In the last few years, my family made the decision to move to Big Island, for many reasons. Although it is not the primary reason, I can’t deny that being “priced out” of Oahu was a contributing factor.

There are valid reasons for people to be opposed to the volume of tourism when it reaches extreme levels.

[–] acosmichippo@lemmy.world 1 points 2 months ago* (last edited 2 months ago)

I didn't say there aren't valid reasons, my point was that there will be drawbacks that people may not be thinking about when responding to a simple poll.
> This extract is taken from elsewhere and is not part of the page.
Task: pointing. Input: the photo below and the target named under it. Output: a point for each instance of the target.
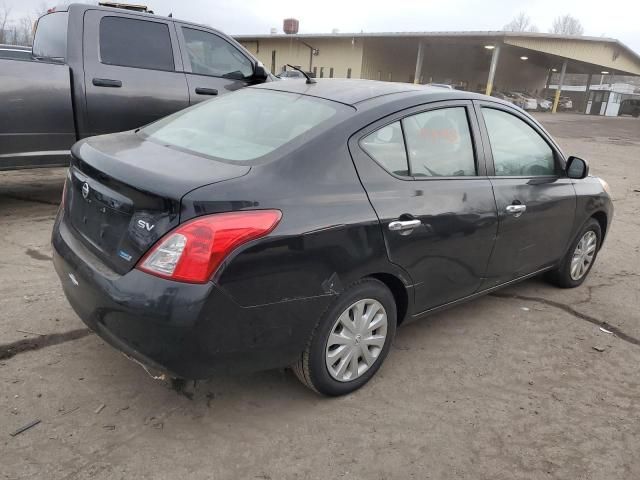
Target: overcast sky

Especially people who don't directly depend on tourist revenue, but likely benefit indirectly.

[–] ECB@feddit.org 1 points 2 months ago

That mentality is largely the result of overtourism though.

Spain is a country of under 50 million people which has over 70 million foreign tourists visit every year.

The US is 330 million people but only has 50ish million foreign tourists.

So imagine that the US has roughly 8x as many tourists per year (to match per capita) and imagine that a huge portion of these tourists were mostly coming from much richer countries and had the mentality of 'let's let loose in a cheap party spot'.

Just about everyone is in favor of some tourism, it's just currently completely out of control in much of southern Europe. The numbers just completely dwarf just about anywhere else.

[–] socsa@piefed.social 3 points 2 months ago

Too many tourists just means you need to raise hotel prices. Locals don't pay for hotels.